Bioactivity modelling: proteochemometrics

No subsequent filtering of the subsets was carried out since PCM handles multiple targets all at once. A temporal split on the year 2013 was employed to split the training and test set. Proteins were described using the concatenation of UniRep [45] 64, 256 and 1900 average hidden states, final cell states, and final hidden states, resulting in 6660-dimensional protein descriptors. XGBoost classifiers and regressors were trained using the same protocol as for QSAR models.

Bioactivity modelling: Deep Neural Nets

Single-task PCM DNN models were created using PyTorch [46] 1.10.0 with CUDA toolkit version 11.3.1. Models consisted of three hidden fully connected layers with 8000, 4000 and 2000 neurons respectively. The binary cross-entropy was used as a loss function for classifiers along with a sigmoid activation function while the mean-square error was used for regressors along with a rectified linear unit activation function. The Adam optimizer [47] was used to optimize the loss with a learning rate of 10–3. Proteins were represented by a concatenation of the final cell state, final hidden state and average of hidden states of UniRep representations each with 256 dimensions. The training process lasted for 1000 epochs with early stopping after 300 epochs, 25% of hidden neurons were randomly dropped out between each layer and a batch size of 1024 was used.
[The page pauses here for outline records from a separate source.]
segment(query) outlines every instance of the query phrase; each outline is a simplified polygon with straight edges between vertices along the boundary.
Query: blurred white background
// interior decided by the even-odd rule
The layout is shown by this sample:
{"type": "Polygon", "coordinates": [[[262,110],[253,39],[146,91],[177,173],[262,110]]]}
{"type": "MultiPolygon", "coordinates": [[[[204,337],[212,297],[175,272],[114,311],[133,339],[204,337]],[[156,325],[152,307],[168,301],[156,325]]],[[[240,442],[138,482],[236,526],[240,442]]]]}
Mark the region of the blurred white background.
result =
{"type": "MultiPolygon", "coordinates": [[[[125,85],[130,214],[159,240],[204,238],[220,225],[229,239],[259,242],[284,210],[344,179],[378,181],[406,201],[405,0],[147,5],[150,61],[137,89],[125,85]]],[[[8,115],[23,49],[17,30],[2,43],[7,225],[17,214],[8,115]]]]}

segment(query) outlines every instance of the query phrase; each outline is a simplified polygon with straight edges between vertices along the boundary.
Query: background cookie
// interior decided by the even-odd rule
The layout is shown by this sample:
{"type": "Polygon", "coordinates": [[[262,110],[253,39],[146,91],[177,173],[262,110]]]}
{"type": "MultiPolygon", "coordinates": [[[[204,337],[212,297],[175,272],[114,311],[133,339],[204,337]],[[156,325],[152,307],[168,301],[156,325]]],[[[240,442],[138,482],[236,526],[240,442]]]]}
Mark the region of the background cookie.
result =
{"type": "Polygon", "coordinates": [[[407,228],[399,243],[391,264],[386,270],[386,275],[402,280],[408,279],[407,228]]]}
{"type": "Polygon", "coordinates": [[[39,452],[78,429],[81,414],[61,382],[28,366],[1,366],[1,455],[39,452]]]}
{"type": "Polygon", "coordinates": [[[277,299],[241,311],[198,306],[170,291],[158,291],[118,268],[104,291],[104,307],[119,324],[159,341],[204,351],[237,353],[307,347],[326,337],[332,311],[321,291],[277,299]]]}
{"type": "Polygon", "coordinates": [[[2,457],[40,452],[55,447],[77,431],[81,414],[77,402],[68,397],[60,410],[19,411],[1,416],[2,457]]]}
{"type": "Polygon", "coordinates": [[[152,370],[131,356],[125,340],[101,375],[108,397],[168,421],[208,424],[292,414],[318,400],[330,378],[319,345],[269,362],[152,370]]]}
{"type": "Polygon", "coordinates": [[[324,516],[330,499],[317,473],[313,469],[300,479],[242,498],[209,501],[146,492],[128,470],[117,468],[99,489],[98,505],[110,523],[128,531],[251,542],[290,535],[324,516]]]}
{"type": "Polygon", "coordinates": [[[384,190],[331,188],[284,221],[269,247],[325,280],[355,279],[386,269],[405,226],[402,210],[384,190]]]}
For the kinase and monoamine receptor subsets, the dimensions of the protein descriptors were reduced and consisted of the concatenation of the UniRep final cell state, final hidden state and average of hidden states each with 64 dimensions, early stopping was set to 20 epochs and batch size decreased to 64.

Results and discussion

A new dataset of bioactivities, called Papyrus, resulting from the aggregation and extensive standardisation of data from six sources, was created. Unless mentioned otherwise, only the extensively standardised Papyrus set without stereochemistry is considered in this section.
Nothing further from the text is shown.